MiniCPU
Minimal FPGA Processor Core for anycpu.org 8-bit Challenge
Install / Use
/learn @MorrisMA/MiniCPUREADME
Minimal CPU for anycpu.org 8-bit Challenge
Copyright (C) 2017, Michael A. Morris morrisma@mchsi.com. All Rights Reserved.
Released under GPL v3.
General Description
This project provides a minimal CPU core that satisfies the requirements posed by the 8-bit CPU challenge as defined by Arlet Ottens on anycpu.org. The parameters of the challenge are as follows:
Arlet wrote: As a result of a thread on 6502.org, I would like to propose a
challenge. The challenge is create a 6502-era CPU, using an FPGA, using
roughly similar amount of resources as were available to the 6502 designers.
The CPU needs to have similar capabilities as the 6502: 16 bit address bus, 8
bit data bus, 2 interrupts, reset, RDY. To make design easier, the data bus
may be split into separate in/out buses. Instead of an NMI, you can make
higher priority maskable IRQ. It should interface to either a block RAM, or an
external async SRAM. It doesn't need to be 6502 compatible, but you should be
able to port typical 6502 programs to it.
Maximum area is 128 slices on a Spartan 6 (XC6SLX4), which is about what my
NMOS 6502 core requires. Use of block RAMs or DSP blocks is not permitted
inside the CPU, but these resources may be used outside the CPU to build a
complete working system. The goal is to make something as powerful as possible
that could theoretically have existed as a 40 pin DIP in the 70's, hopefully
better than the 6502 itself. One of the goals is to keep room for future
improvement, so filling up the opcode space is not encouraged.

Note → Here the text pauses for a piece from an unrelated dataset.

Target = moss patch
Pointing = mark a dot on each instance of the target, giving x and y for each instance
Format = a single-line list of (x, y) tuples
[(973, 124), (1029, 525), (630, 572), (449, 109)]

The 8-bit processor core supplied in this project meets the objectives defined above. The processor core provided supplies the core functions required for a complete processor. The supplied core expects to be connected to a synchronous Block RAM memory array, and to memory mapped peripherals. One peripheral function required is that of a vectored interrupt handler that supports the types and number of interrupts and traps required by the application. (Note: the interrupt handler peripheral is expected to supply the reset vector as well as any interrupt vectors that the application may require. The interrupt handler is also required to provide the interrupt enable/disable functionality that the application may require.)
The processor core supplied in the project consists of a 8-bit ALU with 8-bit two registers with a modified stack-like organization. The processor does not include a processor status word, or flags register. The ALU does have a carry register to support multi-precision addition and subtraction. The ALU accumulator, the left operand of any dual operand operation, can be tested for zero and for negative values, although arithmetic 2's Complement overflow is not supported in the current implementation. (Note: if the carry flag needs to be preserved, either in an interrupt service routine, or through a function call, then its value must be captured using either the conditional branch on no carry instruction, or with the rotate instructions. Once captured in the ALU accumulator, the value can be preserved in the workspace.)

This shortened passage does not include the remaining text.